Richard tiene lo sguardo basso, si morde la lingua per non parlare. Ha una mezza idea su dove sia andato Benjamin, tuttavia non vuole fossilizzarsi sul Non so se Ben sarà tornato per pranzo di Adele. «Zia Olly» mormora. «Intendi Olivia Dragon?»

«Le piace essere chiamata così» minimizza Adele.

«E a te come piace essere chiamato, zietto?» Solleva appena lo sguardo e scopre la sorpresa pura e semplice sul viso di Adele. Non sa se abbia o meno sbagliato nell'usare il maschile, perciò deglutisce a vuoto.
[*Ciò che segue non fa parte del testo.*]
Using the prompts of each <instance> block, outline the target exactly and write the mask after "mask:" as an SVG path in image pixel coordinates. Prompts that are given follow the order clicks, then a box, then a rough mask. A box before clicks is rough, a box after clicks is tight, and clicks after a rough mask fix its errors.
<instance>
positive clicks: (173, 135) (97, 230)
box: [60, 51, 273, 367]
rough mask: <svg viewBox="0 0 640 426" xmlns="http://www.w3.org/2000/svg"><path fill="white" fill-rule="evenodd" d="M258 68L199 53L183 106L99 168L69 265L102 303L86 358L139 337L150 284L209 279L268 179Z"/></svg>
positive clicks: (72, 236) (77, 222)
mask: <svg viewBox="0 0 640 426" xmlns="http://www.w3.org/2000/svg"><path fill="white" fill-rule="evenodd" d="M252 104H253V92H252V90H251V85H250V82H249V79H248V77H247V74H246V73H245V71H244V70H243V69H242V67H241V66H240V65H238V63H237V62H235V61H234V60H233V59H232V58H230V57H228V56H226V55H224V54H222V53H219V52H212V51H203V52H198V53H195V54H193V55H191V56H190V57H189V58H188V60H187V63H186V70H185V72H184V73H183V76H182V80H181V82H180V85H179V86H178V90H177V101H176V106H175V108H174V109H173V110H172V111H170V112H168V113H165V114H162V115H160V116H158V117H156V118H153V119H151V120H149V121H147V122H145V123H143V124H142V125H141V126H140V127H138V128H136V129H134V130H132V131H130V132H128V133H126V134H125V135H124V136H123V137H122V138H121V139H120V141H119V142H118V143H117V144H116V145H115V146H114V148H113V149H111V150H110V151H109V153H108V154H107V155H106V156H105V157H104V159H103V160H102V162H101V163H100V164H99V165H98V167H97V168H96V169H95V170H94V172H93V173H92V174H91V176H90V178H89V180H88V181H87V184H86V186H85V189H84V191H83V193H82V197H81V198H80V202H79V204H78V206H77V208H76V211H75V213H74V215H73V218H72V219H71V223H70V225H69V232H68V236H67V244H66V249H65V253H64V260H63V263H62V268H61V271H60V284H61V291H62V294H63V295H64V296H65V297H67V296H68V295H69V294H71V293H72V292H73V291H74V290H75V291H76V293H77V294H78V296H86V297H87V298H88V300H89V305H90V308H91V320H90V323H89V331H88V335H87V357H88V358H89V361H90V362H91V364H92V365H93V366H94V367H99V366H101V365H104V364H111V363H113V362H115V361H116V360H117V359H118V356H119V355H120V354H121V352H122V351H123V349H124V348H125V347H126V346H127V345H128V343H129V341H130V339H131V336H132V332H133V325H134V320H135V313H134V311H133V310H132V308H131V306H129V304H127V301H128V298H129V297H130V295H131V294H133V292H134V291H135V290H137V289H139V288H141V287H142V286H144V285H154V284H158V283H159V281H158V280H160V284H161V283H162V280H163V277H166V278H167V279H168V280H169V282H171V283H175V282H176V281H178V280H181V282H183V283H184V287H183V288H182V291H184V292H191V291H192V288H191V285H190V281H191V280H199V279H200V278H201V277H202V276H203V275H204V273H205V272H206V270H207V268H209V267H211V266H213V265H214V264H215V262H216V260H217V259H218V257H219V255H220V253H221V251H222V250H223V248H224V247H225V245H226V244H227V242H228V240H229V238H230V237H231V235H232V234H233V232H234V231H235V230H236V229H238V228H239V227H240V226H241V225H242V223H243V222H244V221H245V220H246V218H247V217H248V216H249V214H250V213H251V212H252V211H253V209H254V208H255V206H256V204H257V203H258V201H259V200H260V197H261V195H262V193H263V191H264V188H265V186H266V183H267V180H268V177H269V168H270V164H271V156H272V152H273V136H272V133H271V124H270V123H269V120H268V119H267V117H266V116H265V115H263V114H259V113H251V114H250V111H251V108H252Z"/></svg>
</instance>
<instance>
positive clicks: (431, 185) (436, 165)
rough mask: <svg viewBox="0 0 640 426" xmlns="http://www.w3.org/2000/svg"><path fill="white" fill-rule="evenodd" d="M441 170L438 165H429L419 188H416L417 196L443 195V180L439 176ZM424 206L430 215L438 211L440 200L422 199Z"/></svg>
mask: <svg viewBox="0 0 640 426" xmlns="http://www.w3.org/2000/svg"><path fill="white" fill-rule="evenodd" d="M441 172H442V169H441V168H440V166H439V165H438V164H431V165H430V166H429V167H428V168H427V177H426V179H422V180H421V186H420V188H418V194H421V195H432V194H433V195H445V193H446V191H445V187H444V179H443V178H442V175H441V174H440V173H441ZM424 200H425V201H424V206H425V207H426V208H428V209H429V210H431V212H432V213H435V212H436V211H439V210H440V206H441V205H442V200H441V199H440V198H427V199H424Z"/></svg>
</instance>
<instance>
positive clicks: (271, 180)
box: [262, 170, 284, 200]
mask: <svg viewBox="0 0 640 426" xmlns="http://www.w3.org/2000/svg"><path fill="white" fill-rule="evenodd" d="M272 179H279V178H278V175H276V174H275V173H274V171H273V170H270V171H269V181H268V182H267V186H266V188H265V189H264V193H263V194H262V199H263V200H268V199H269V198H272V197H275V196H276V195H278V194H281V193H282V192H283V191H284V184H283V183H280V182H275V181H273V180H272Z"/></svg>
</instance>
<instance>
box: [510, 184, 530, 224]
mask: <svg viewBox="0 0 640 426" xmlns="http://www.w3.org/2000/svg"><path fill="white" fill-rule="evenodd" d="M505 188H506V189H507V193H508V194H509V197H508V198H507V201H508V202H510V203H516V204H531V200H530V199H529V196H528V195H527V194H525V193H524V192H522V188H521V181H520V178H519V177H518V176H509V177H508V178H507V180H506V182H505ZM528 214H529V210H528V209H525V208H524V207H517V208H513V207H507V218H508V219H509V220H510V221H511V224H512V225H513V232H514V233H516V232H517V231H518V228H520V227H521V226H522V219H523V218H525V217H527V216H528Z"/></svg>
«Figlio nobile» soffia. Ricorda l'unica volta che ha sentito quel significato, la voce di Drake Dragon. Rabbrividisce, a stento sorride. Dice: «Adelio significa figlio nobile

«Adelio è un nome orrendo!» Richard ridacchia e scuote la testa. «Ti chiamerò Ade – è più imponente, più divino.» Si alza a sua volta e fa spallucce. «Ad ogni modo la risposta è no: non m'interessa che tu lo abbia fatto ammazzare» dice. Torna a Gordon, al discorso principale, fa perfino un sorriso sincero e sembra rilassarsi. «Hai liberato tutti...» Non dice altro, si preoccupa di scuotere Jae fino a farlo sobbalzare nel dormiveglia. Poi lo trascina via, cercando di riscuoterlo giusto per non farlo capitolare sul corpo di Gordon ai piedi delle scale. E quando lo vede, stranamente prova l'impulso di calpestarlo – si trattiene a stento e solo per non rendere difficoltoso il lavoro di Ade. Tuttavia ghigna e soffia: «Bang!»